Originally Posted by Morgan Paul
Hi Sean, do you mean storing the wood on the "land boat"?
By the way did you have the Little Cod or the Sardine stove on the last boat?
Yes, Paul. I can't store wood on here, due to the much lighter nature of these vehicles vs. a boat. Not only would I end up over GVW, but I would also suffer badly with fuel economy.
I had the Little Cod on my boat and could not have loved it more. It put out REAL heat... "MAN'S heat"... ha ha ha. (Not meant to be sexist... just an expression used jokingly) This Dickenson is like a little toy in comparison. Kind of like using a couple candles to heat your boat.

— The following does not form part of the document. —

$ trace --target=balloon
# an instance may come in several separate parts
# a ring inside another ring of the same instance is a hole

I know the Cod was rated at 26,000 BTUs or something and this Lofoten is rated at 16,000, so that is a lot of the problem. I'm heating
a similar size space. The Cod would sweat you out when it was zero degrees Farenheight. I was on the cruisers forum typing away with a t shirt and shorts. Now... it's only down to 20 degrees farenheight and I dare not take off my sweats and long sleeve shirt. The Cod was probably overkill, but it was nice to have that extra heat to warm the place up if you had been away.
I digress... I shouldn't compare the two. that's not fair. They are not exactly in the same league due to differing BTU ratings.

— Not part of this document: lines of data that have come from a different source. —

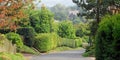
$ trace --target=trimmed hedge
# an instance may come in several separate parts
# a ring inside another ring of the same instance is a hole
[[[60,38],[58,41],[58,47],[61,46],[67,46],[71,48],[81,47],[82,46],[82,39],[76,38],[76,39],[67,39],[67,38]]]
[[[96,36],[96,60],[120,59],[120,14],[105,16]]]
[[[34,39],[36,32],[32,27],[22,27],[17,29],[17,33],[23,36],[24,44],[32,47],[34,45]]]
[[[47,52],[57,47],[57,40],[55,33],[37,34],[34,47],[40,52]]]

A couple people have suggested that you do not want a yellow flame in the Dickinson. I have found the exact opposite in use (and I might be wrong). I have found that if I have the little blue flame on level one (of air and fuel mix), I get almost no heat out of the unit... it behaves something like a little candle, making less heat than the burner of my propane
In order to get a mostly blue flame on higher settings, it is necessary to increase the air flow. When this is done, much of the heat escapes up the chimney in that case, which is highly inefficient.
When I take down the level of air flow a bit, but have the fuel supply fairly high, it produces a nice, clean lemon-yellow flame that is anywhere from 1 inch to 4 inches tall (based on fuel flow setting). When I do this, I get much MUCH more heat out of the unit. This is because my damper is partially closed, creating a slower flow of air through the unit, which allows the hotter air to give up more of its heat before it exits the stove and subsequently, the chimney.
In any case, unless the temperature of the room is between 65 and 80 degrees, I get erratic flows of diesel to the burner as the room varies in temperature - slower fuel flow when colder and faster fuel flow until it reaches about 60-65 degrees, at which time the fuel flow remains constant up through 80 degrees (the max I've had the room).
Does anyone have this problem with the fuel flow?
Question: How often do you all clean out the soot from the burner? I have been keeping it pretty clean, but haven't noticed any degraded performance at all from it being dirty.
Have you all really never had to calibrate the unit to account for different brands of fuel? This might be compounded by the fact that I'm on land with the heater, going from various gas station to gas station, not drawing off a 50 or 100 gallon tank.
Oh yeah... and the Dickenson customer service
is absolutely excellent. No doubt about that. Very personal, very helpful and friendly.